Imagine being able to connect your data via the physical address of your customers to access deeper information on them—information that could be valuable business intelligence. These keys facilitate those connections, simplifying analysis. By integrating Placekey's technology into existing systems, companies now link disparate datasets from multiple vendors quickly and accurately. They gain a better understanding of customer behavior without having to resort to manual processes or expensive integration solutions.


Case Example

Suppose you're in charge of siting a new medical practice. When deciding where to locate a new doctor's office, visitor traffic analysis can be used to understand which areas have the most potential for attracting customers—the places where concentrations of patients visiting other practice locations are traveling from. Additional intelligence is gleaned from looking at places where those prospective patients shop and dine, as these routes from home to shopping, etc., are traveled frequently, and siting a practice on the route places the consumer proximate to the new office. 

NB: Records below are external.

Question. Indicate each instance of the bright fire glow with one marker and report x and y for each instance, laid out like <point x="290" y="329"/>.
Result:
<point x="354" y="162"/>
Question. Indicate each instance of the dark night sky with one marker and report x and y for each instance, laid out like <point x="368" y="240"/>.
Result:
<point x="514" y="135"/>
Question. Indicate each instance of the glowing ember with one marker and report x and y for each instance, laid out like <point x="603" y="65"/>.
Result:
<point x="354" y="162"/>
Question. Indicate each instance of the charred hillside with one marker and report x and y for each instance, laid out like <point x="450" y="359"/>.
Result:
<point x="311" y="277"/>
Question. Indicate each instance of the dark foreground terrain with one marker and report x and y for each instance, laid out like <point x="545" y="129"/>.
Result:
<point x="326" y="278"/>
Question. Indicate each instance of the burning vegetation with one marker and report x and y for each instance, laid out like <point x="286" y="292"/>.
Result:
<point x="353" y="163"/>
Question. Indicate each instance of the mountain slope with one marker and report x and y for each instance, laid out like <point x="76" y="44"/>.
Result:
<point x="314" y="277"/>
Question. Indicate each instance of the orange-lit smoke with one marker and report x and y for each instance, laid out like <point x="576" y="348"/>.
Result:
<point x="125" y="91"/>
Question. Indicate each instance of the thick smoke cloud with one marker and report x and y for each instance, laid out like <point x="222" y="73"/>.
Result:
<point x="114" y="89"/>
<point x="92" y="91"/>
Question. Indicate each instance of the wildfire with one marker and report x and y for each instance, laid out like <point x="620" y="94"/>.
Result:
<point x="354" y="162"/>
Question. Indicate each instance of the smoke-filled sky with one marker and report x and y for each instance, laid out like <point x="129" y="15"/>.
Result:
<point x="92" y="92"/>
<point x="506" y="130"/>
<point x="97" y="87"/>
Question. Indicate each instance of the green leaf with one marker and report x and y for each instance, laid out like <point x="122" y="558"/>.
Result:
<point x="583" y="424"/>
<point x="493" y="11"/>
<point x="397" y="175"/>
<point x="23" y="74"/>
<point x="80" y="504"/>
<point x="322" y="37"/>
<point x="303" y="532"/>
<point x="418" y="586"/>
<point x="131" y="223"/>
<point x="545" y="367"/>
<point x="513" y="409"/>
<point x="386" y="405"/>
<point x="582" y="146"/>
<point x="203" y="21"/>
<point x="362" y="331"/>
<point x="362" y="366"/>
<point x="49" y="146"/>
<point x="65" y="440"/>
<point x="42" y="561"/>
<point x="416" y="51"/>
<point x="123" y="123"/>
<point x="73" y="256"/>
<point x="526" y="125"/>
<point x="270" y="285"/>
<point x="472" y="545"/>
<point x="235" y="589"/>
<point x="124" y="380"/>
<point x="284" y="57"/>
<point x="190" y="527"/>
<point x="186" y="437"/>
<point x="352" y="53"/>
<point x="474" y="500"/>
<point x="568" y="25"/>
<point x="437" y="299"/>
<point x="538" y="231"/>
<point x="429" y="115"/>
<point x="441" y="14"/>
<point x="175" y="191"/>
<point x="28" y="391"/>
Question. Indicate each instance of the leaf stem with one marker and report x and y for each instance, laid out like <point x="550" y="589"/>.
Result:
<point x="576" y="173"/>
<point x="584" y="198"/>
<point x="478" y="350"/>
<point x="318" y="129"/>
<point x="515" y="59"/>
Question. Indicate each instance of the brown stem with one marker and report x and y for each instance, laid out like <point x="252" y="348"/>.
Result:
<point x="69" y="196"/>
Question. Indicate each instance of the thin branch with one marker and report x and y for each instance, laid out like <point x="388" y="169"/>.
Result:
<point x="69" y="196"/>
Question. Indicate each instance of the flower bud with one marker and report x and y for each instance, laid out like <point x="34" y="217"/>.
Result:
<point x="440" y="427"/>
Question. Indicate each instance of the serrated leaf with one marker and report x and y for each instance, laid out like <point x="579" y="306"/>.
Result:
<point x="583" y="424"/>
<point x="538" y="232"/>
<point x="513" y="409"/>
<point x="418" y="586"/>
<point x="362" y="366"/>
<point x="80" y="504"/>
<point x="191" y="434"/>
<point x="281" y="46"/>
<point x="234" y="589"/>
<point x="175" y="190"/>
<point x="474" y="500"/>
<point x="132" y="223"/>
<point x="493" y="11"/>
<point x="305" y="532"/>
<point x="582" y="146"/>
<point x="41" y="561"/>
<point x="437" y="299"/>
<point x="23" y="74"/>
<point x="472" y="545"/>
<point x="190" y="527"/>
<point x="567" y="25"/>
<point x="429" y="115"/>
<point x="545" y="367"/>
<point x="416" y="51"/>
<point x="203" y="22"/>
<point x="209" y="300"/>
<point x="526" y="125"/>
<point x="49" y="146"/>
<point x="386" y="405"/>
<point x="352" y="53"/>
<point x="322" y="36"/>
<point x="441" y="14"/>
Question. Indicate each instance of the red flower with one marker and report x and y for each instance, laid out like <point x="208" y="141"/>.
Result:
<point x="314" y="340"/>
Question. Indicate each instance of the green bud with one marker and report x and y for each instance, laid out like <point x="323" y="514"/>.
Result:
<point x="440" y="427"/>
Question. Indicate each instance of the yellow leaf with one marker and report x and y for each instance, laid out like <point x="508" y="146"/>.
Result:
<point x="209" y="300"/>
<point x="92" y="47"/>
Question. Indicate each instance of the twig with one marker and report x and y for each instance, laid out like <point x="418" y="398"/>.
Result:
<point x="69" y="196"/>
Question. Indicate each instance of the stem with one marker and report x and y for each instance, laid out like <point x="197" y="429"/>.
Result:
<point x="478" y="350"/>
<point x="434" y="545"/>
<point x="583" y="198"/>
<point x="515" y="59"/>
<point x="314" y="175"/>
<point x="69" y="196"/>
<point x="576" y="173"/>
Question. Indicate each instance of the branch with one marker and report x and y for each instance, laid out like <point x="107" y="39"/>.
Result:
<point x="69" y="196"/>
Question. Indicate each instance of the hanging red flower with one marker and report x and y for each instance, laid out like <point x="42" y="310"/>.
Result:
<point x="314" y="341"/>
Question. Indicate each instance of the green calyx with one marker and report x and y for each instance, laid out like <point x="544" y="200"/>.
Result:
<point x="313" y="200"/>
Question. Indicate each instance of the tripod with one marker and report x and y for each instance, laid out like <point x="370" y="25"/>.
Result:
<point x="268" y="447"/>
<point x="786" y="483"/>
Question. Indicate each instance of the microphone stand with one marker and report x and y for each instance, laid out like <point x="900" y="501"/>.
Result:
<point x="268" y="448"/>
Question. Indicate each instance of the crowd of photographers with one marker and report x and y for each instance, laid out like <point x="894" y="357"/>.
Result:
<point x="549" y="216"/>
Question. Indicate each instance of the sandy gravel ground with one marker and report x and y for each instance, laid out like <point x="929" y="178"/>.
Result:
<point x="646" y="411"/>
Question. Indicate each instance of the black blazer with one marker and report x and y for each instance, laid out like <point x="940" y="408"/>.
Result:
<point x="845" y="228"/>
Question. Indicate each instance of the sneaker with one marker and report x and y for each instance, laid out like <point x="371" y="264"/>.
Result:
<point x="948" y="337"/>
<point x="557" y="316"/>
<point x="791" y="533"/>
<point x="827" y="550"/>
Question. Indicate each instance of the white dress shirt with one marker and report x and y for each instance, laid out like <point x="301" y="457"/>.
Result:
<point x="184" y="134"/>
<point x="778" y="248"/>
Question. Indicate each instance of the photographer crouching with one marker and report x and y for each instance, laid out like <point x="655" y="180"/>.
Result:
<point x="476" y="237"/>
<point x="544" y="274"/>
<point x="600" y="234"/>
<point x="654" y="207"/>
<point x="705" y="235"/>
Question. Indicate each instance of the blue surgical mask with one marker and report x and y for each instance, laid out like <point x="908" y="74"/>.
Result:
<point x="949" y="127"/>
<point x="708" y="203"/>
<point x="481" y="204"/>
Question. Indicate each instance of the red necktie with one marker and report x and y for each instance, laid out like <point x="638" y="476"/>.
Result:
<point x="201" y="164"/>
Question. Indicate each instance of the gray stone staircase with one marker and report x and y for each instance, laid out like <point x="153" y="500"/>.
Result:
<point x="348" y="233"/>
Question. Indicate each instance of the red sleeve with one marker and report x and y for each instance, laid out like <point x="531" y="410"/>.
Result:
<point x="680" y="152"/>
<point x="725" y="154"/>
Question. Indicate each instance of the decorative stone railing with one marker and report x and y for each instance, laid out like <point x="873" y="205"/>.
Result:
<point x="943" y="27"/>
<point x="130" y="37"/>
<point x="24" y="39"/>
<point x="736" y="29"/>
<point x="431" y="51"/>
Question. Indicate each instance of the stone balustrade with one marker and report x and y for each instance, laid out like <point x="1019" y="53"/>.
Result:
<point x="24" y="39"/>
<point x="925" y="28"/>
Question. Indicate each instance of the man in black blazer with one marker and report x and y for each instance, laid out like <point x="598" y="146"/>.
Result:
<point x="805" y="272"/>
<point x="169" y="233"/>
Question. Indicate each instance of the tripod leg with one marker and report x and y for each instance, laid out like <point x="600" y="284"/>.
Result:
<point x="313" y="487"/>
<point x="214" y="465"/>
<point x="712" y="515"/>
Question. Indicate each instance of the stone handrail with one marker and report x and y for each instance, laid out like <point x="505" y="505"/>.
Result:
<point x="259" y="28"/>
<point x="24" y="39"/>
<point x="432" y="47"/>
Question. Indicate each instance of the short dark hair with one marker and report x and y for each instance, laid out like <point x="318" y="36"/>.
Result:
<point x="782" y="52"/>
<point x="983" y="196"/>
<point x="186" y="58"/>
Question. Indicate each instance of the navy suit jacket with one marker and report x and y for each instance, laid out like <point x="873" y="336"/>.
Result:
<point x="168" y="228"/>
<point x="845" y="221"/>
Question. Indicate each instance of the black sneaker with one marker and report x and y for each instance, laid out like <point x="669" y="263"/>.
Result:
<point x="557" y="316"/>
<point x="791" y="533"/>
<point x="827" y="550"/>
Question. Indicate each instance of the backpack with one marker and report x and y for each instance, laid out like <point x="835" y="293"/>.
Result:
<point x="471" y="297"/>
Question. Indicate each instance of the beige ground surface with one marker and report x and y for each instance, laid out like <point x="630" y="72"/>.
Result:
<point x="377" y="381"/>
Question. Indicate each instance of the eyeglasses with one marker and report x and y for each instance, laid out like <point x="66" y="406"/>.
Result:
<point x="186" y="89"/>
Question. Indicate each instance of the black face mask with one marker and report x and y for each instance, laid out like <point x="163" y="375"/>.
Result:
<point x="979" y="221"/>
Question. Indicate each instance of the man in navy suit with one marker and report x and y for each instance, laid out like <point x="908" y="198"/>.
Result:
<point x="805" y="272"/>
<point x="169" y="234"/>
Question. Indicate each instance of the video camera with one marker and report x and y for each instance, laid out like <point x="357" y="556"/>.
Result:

This can now all be achieved by mapping the locations of other doctor offices based on a basic CarePrecise dataset, and then overlaying visitor traffic patterns and volumes, and other consumer behaviors. Organizations can more confidently choose a possible location. Extended applications come to mind immediately, such as gathering patient visit volumes of competitors. And you can gather these volumes for your own trading partners, and discover the connections between, say, your affiliated hospitals and your competitors' locations to better understand your value in the trade relationship. Being able to see these pictures is like x-ray vision into opportunity.


How It Works

Placekey's unique approach is made possible by its standardized Placekeys, which are uniquely generated for each point-of-interest (POI) based on the physical address. Placekeys can be used to identify and link POIs across multiple datasets from vendors, making it easier to join data from different sources and improve decision making. Placekey's integration with CarePrecise enables users to confidently connect to third party data, allowing them to make informed decisions quickly. 

Use Placekey and Safegraph® to Calculate Distance

Placekey offers a tutorial on its site that describes how the keys can be used to calculate the distance between two POIs based on datasets from Safegraph. The tutorial walks through the steps using the free open source R programming language. R is probably the most commonly used programming languages used in data mining. Safegraph is a curator of datasets.

This technology promises to revolutionize the way healthcare organizations utilize their data own data, and access the additional data they need for vital business intelligence. Where this technology will lead is as yet unfathomable.